We were beginning to calculate our prospects of another hour’s breathing when the shadowy outline of the ship was brought between us and the open horizon of the mouth of the river, a half mile below us. The oars struck fast and powerfully now, and the frail boat shot over the whitened waves for a few minutes, and lay dancing and surging under the lee of the noble “Vancouver.” A rope was hastily thrown us, and we stood upon her beautiful deck, manifestly barely saved from a watery grave. For now the sounding waves broke awfully all around us. Captain Duncan received us very kindly, and introduced us immediately to the cordial hospitalities of his cabin. The next morning we dropped down to Astoria, and anchored one hundred {272} yards from the shore. The captain and passengers landed about ten o’clock; and as I felt peculiar interest in the spot, immortalized no less by the genius of Irving than the enterprize of John Jacob Astor, I spent my time very industriously in exploring it.

The site of this place is three quarters of a mile above the point of land between the Columbia and Clatsop Bay. It is a hillside, formerly covered with a very heavy forest. The space which has been cleared may amount to four acres. It is rendered too wet for cultivation by numberless springs bursting from the surface. The back ground is still a forest rising over lofty hills; in the foreground is the Columbia, and the broken pine hills of the opposite shore. The Pacific opens in the west.

Astoria has passed away; nothing is left of its buildings but an old batten cedar door; nothing remaining of its bastions and pickets, but half a dozen of the latter, tottering among the underbrush. While scrambling over the grounds, we came upon the trunk of an immense tree, long since prostrated, which measured between six and seven fathoms in circumference. No information {273} could be obtained as to the length of time it had been decaying.

The Hudson’s Bay Company are in possession, and call the post Fort George. They have erected three log buildings, and occupy them with a clerk,[86] who acts as a telegraph keeper of events at the mouth of the river. If a vessel arrives, or is seen laying off and on, information of the fact is sent to Vancouver, with all the rapidity which can be extracted from arms and paddles.

This individual also carries on a limited trade with the Chinook and Clatsop Indians; such is his influence over them, that he bears among the Company’s gentlemen the very distinguished title of “King of the Chinooks.” He is a fine, lusty, companionable fellow, and I am disposed to believe, wears the crown with quite as little injury to his subjects as to himself.

In the afternoon we bade adieu to Astoria, and dropped down toward Cape Disappointment.—The channel of the river runs from the fort in a north-western direction to the point of the Cape, and thence close under it in a south-westerly course the distance of four miles, where it crosses the bar. The wind was quite baffling while we {274} were crossing to the northern side; and we consequently began to anticipate a long residence in Baker’s Bay.[87] But as we neared the Cape, a delightful breeze sprang up in the east, filled every sail, and drove the stately ship through the heavy seas and swells most merrily.
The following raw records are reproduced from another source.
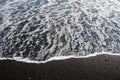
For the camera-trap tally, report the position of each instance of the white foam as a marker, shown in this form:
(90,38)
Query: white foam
(26,60)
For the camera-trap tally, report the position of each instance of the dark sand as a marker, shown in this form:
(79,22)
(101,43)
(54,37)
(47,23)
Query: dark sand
(102,67)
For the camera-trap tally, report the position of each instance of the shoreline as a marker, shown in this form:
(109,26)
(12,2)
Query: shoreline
(100,67)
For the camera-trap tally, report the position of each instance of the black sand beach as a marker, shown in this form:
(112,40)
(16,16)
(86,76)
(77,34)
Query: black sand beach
(101,67)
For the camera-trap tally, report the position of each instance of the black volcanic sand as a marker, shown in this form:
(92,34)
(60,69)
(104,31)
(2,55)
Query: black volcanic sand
(101,67)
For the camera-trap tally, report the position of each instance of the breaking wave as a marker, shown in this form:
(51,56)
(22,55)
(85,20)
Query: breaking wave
(41,29)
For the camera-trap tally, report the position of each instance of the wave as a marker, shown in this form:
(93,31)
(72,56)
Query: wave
(26,60)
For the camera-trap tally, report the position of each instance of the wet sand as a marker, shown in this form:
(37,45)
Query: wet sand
(101,67)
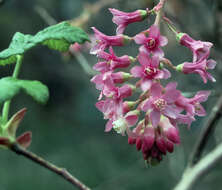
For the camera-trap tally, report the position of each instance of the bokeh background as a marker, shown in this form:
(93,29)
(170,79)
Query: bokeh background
(69,130)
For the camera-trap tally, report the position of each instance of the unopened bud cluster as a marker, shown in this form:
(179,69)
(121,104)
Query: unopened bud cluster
(151,120)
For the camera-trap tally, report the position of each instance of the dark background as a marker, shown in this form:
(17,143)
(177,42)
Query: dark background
(69,130)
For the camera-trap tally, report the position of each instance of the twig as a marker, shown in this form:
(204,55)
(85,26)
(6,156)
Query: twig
(83,63)
(59,171)
(192,174)
(158,9)
(90,9)
(45,15)
(208,129)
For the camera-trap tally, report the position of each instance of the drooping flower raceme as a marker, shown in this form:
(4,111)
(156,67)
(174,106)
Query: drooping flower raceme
(123,19)
(152,42)
(200,63)
(150,119)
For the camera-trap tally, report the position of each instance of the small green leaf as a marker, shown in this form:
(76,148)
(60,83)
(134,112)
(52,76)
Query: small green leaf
(9,87)
(36,89)
(61,36)
(19,44)
(58,37)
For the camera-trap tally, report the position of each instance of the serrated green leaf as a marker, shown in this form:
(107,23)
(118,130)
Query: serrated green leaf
(19,44)
(58,37)
(36,89)
(61,36)
(9,87)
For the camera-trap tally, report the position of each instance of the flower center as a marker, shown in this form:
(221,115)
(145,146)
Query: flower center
(160,104)
(150,72)
(151,43)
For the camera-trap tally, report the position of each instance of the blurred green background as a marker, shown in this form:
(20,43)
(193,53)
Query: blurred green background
(69,130)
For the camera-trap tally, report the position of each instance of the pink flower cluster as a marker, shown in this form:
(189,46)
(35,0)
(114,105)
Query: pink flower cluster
(150,120)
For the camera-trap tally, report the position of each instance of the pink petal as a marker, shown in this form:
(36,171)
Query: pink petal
(200,111)
(167,73)
(120,29)
(140,38)
(163,40)
(149,137)
(171,96)
(109,126)
(211,64)
(155,117)
(161,144)
(131,119)
(100,105)
(144,59)
(145,84)
(101,66)
(170,112)
(154,32)
(146,105)
(158,52)
(156,90)
(137,71)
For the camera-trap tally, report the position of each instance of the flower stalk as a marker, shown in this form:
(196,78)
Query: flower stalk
(6,106)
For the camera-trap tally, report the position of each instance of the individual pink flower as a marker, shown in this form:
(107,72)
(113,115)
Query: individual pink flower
(154,142)
(149,70)
(161,102)
(152,42)
(111,61)
(106,81)
(200,67)
(200,49)
(122,124)
(111,109)
(122,19)
(103,41)
(192,105)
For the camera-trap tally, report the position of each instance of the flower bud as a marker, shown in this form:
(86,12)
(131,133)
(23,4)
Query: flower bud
(120,125)
(179,36)
(121,77)
(180,67)
(128,105)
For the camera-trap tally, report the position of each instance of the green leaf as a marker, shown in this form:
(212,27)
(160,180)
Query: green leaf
(19,44)
(36,89)
(9,87)
(61,36)
(58,37)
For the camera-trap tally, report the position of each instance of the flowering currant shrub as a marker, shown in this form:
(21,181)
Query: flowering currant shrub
(152,119)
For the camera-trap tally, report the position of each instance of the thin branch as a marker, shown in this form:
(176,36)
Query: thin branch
(158,9)
(59,171)
(216,114)
(83,63)
(192,174)
(43,13)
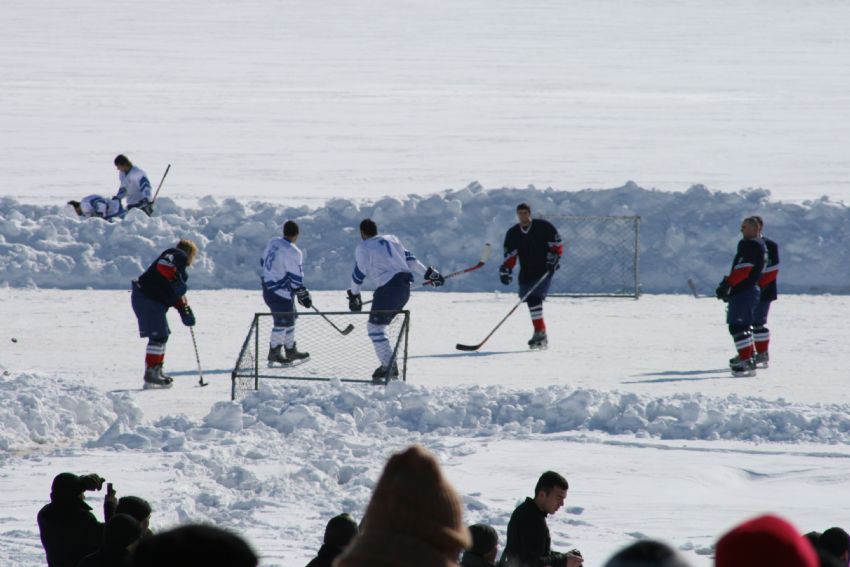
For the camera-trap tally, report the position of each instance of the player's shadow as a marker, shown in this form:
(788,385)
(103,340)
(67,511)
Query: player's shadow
(474,353)
(683,376)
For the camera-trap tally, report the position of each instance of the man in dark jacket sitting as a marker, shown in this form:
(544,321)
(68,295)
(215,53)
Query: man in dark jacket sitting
(69,531)
(529,544)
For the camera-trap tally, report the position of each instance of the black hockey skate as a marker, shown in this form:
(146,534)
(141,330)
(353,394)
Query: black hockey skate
(538,341)
(155,379)
(380,374)
(744,368)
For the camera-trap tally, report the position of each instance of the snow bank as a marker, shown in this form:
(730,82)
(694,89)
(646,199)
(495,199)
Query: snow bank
(689,234)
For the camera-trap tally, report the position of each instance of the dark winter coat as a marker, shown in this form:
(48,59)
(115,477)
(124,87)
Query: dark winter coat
(529,543)
(326,556)
(69,531)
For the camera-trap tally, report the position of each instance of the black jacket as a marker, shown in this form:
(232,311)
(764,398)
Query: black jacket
(529,544)
(326,556)
(69,531)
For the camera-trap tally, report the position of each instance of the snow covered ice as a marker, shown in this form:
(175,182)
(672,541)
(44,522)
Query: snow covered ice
(327,113)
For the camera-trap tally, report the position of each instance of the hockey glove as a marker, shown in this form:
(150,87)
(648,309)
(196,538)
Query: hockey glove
(434,277)
(186,315)
(723,289)
(553,262)
(505,275)
(355,303)
(303,297)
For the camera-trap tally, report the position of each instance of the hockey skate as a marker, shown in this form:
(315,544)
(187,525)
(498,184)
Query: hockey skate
(538,341)
(380,374)
(155,379)
(744,368)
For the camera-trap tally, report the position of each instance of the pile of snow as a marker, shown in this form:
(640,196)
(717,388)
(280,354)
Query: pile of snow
(684,235)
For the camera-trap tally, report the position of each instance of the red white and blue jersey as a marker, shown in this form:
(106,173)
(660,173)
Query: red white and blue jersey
(767,281)
(531,246)
(282,267)
(380,258)
(134,186)
(748,265)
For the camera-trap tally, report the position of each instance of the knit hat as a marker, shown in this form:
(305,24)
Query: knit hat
(414,519)
(766,541)
(134,506)
(484,539)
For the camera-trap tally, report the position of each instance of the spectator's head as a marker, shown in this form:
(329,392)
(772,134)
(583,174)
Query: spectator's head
(194,546)
(340,531)
(485,542)
(137,508)
(368,229)
(189,247)
(766,540)
(414,519)
(550,492)
(647,553)
(836,542)
(290,230)
(122,163)
(122,530)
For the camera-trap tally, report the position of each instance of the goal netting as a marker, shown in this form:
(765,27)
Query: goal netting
(601,256)
(333,355)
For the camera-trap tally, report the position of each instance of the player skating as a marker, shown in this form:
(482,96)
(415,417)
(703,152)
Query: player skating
(390,266)
(740,289)
(161,286)
(283,280)
(537,245)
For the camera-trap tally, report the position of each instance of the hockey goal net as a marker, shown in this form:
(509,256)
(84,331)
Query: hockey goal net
(346,357)
(601,256)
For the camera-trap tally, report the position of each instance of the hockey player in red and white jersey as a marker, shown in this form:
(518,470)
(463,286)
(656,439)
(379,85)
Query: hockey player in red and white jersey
(283,281)
(537,245)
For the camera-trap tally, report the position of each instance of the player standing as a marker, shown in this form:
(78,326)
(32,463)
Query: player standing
(283,279)
(161,286)
(385,260)
(134,185)
(537,245)
(740,289)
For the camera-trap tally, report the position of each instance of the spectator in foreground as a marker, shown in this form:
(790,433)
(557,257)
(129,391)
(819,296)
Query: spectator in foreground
(338,534)
(647,553)
(765,541)
(485,546)
(194,546)
(414,519)
(68,529)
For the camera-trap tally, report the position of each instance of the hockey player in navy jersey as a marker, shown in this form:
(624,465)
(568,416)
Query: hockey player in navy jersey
(160,287)
(537,245)
(98,206)
(283,280)
(135,186)
(390,266)
(767,284)
(740,289)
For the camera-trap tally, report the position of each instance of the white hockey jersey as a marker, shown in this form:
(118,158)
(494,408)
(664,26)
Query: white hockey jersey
(282,271)
(134,186)
(99,206)
(380,258)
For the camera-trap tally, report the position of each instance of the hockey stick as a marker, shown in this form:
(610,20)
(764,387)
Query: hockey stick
(505,318)
(343,332)
(201,382)
(160,184)
(485,255)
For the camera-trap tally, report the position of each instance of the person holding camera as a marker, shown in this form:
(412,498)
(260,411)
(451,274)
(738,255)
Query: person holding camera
(69,531)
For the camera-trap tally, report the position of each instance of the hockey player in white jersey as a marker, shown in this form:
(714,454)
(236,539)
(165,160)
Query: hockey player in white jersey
(98,206)
(135,186)
(283,280)
(386,262)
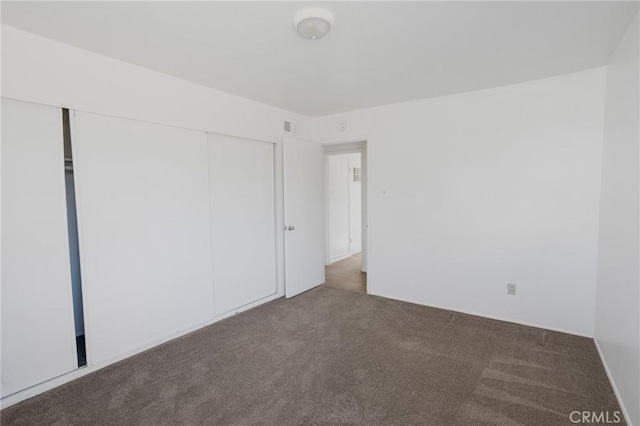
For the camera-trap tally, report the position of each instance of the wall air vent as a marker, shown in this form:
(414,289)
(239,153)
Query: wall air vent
(289,127)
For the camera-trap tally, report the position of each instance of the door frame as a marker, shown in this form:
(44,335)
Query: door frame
(341,148)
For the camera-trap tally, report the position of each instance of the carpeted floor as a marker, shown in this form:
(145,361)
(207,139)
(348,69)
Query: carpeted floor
(330,356)
(346,274)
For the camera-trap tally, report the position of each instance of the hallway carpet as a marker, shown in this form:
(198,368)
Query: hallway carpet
(346,274)
(330,356)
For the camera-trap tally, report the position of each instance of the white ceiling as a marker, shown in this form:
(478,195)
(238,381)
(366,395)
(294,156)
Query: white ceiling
(377,52)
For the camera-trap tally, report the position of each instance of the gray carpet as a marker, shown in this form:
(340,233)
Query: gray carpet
(331,356)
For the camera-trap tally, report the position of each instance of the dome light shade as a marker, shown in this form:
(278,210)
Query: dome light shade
(313,23)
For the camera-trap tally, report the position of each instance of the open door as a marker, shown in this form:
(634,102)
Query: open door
(303,215)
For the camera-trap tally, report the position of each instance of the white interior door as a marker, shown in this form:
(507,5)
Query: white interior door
(241,185)
(38,336)
(145,232)
(303,215)
(339,204)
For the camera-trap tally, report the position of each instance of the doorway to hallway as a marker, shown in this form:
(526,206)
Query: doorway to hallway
(346,274)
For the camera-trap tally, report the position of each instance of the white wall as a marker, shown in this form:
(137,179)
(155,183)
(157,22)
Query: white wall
(617,328)
(470,192)
(338,199)
(41,70)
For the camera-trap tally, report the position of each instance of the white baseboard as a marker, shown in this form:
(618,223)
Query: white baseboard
(625,413)
(83,371)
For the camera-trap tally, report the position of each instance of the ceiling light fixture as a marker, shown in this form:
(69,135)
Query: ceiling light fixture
(313,23)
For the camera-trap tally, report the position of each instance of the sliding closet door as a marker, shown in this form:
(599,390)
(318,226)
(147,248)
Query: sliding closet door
(38,336)
(241,182)
(142,192)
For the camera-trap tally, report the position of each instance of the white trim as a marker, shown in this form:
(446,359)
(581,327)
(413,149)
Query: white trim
(625,413)
(354,146)
(484,315)
(66,378)
(341,257)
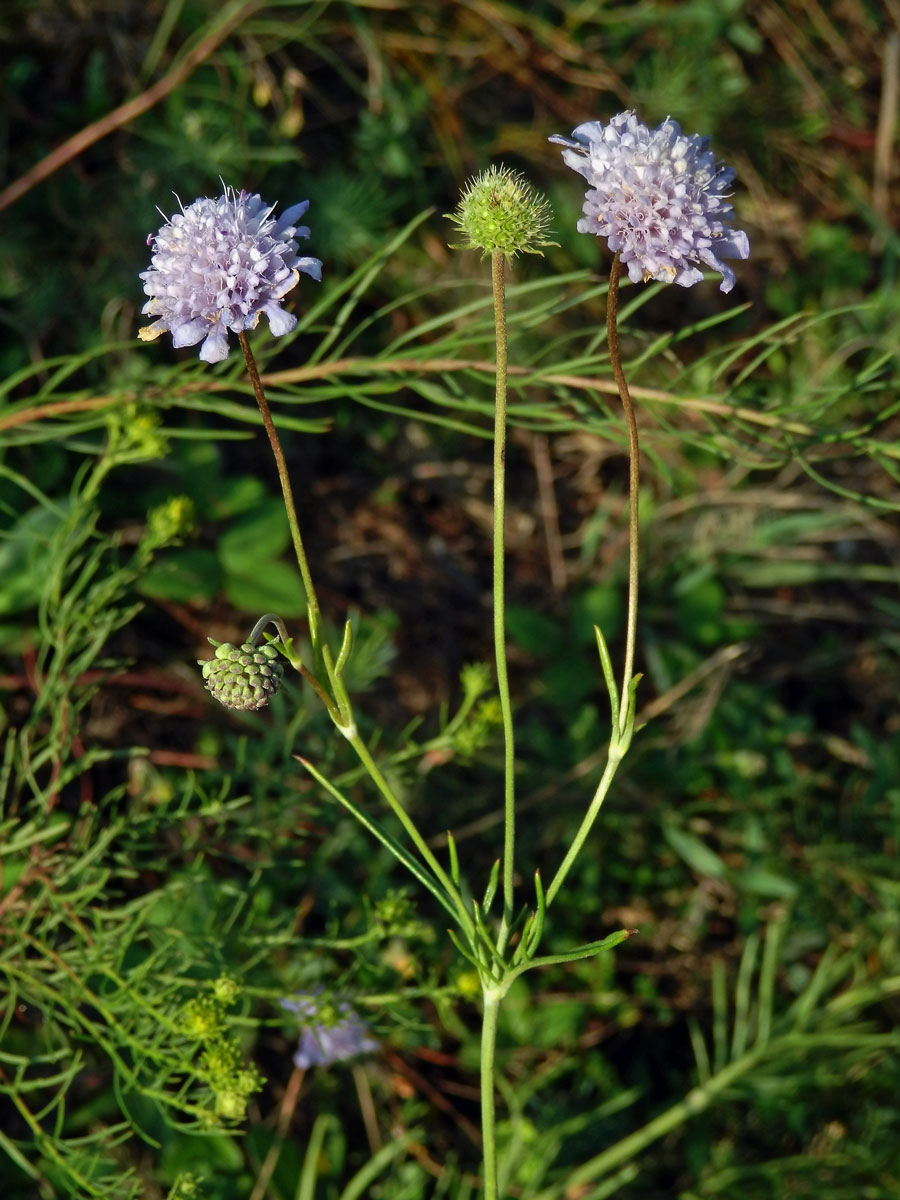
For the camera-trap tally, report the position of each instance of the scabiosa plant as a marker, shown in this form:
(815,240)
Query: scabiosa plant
(217,265)
(659,197)
(334,1033)
(499,211)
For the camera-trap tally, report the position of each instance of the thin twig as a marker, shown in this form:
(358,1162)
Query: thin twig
(126,112)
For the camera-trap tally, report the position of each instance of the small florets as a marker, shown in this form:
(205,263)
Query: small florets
(499,210)
(659,197)
(221,264)
(331,1032)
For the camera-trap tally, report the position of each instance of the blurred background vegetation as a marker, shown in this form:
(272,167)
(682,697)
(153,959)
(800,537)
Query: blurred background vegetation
(153,845)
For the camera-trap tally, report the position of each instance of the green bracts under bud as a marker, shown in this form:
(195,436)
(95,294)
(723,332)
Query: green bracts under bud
(499,210)
(243,677)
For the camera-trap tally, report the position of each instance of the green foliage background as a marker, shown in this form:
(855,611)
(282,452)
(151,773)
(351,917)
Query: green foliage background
(168,871)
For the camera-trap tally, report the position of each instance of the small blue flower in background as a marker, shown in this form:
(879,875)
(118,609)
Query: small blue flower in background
(660,198)
(334,1032)
(219,265)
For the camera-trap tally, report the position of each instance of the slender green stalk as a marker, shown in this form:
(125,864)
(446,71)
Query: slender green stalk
(489,1125)
(634,479)
(384,787)
(287,492)
(499,622)
(603,787)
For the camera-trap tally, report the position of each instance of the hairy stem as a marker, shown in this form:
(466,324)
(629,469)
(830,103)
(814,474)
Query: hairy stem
(286,490)
(634,479)
(489,1043)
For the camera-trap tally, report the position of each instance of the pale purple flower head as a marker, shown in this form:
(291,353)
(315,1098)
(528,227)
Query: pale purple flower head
(217,265)
(660,198)
(333,1033)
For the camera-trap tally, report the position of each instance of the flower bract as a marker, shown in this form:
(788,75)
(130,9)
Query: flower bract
(221,264)
(659,197)
(333,1033)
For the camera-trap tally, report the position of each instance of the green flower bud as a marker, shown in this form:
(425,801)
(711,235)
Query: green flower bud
(202,1019)
(169,522)
(243,677)
(231,1105)
(226,989)
(499,210)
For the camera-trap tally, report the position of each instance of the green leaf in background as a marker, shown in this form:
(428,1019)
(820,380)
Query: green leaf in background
(694,852)
(253,538)
(185,576)
(270,586)
(23,559)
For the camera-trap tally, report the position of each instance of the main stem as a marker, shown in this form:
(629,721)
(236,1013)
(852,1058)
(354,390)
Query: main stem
(634,479)
(499,623)
(489,1042)
(286,490)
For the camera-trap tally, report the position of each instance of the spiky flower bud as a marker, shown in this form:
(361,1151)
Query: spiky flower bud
(499,210)
(243,677)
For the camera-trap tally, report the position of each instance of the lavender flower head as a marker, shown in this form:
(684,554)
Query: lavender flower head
(660,198)
(334,1032)
(217,265)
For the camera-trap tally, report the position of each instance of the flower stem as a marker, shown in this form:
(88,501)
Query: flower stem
(289,507)
(499,624)
(585,827)
(633,484)
(387,791)
(489,1133)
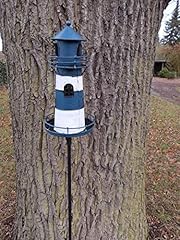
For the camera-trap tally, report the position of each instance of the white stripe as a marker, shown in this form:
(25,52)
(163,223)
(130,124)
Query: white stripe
(77,82)
(69,119)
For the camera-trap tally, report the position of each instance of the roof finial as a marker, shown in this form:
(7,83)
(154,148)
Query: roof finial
(68,23)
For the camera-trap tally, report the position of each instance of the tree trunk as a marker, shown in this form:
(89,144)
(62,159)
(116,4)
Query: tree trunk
(108,165)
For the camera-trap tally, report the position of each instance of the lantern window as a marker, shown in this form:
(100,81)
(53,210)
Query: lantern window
(68,90)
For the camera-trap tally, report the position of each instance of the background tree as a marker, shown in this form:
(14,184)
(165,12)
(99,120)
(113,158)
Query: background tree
(108,167)
(172,28)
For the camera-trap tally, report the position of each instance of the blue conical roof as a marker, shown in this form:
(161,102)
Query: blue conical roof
(68,33)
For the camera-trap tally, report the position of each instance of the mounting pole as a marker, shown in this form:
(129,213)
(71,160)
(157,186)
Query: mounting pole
(68,139)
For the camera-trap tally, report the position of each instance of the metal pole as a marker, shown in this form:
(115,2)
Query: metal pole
(69,187)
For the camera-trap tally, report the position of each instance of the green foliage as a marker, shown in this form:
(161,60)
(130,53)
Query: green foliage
(172,28)
(165,73)
(3,73)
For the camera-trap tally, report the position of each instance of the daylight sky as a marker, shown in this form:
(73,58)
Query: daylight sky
(167,14)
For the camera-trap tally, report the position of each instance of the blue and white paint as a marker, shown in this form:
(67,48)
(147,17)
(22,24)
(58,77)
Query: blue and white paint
(69,61)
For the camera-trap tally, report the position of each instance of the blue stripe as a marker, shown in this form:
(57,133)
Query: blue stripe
(74,102)
(69,72)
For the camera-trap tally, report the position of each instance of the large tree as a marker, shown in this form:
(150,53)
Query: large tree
(108,166)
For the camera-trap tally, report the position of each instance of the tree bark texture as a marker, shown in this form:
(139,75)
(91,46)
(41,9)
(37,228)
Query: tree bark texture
(108,165)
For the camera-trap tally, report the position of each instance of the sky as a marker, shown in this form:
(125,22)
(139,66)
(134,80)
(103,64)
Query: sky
(167,15)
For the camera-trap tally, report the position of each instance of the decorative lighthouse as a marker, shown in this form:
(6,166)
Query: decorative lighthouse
(69,119)
(69,62)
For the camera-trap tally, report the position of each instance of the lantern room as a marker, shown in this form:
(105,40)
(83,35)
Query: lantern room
(69,63)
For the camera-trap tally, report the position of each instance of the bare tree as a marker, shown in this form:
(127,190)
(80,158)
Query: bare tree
(108,166)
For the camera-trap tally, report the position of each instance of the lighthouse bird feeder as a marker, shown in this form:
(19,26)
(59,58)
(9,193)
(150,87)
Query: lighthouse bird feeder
(69,119)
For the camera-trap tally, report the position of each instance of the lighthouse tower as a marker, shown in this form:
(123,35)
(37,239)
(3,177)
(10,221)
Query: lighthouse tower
(69,63)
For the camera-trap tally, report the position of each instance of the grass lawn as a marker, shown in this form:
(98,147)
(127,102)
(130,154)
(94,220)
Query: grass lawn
(163,158)
(163,153)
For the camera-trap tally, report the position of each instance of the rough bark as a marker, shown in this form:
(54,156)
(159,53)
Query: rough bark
(108,166)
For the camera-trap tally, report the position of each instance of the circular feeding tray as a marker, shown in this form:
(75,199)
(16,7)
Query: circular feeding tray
(66,132)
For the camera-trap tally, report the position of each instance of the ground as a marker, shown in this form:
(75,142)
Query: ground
(163,153)
(167,88)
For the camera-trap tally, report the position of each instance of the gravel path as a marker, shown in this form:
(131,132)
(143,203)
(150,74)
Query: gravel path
(166,88)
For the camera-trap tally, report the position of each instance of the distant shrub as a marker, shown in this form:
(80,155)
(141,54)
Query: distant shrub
(3,73)
(165,73)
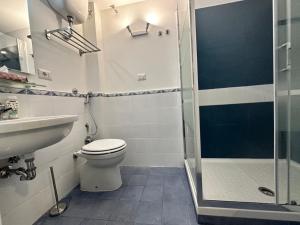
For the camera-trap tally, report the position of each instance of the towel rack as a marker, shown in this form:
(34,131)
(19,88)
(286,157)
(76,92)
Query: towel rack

The lead is dipping, and the sailors are chanting each measure as they take it; we approach the bar; the soundings decrease; every shout grows more and more awful! the keel of the Vancouver is within fifteen inches of the bar! Every breath is suspended, and every eye fixed on the leads, as they are quickly thrown again! They sink; and the chant for five fathoms enables us to breathe freely. We have passed the bar; Captain Duncan grasps his passengers by the hand warmly, and congratulates them at having escaped being lost in those wild waters, where many a noble ship and brave heart have sunk together and for ever.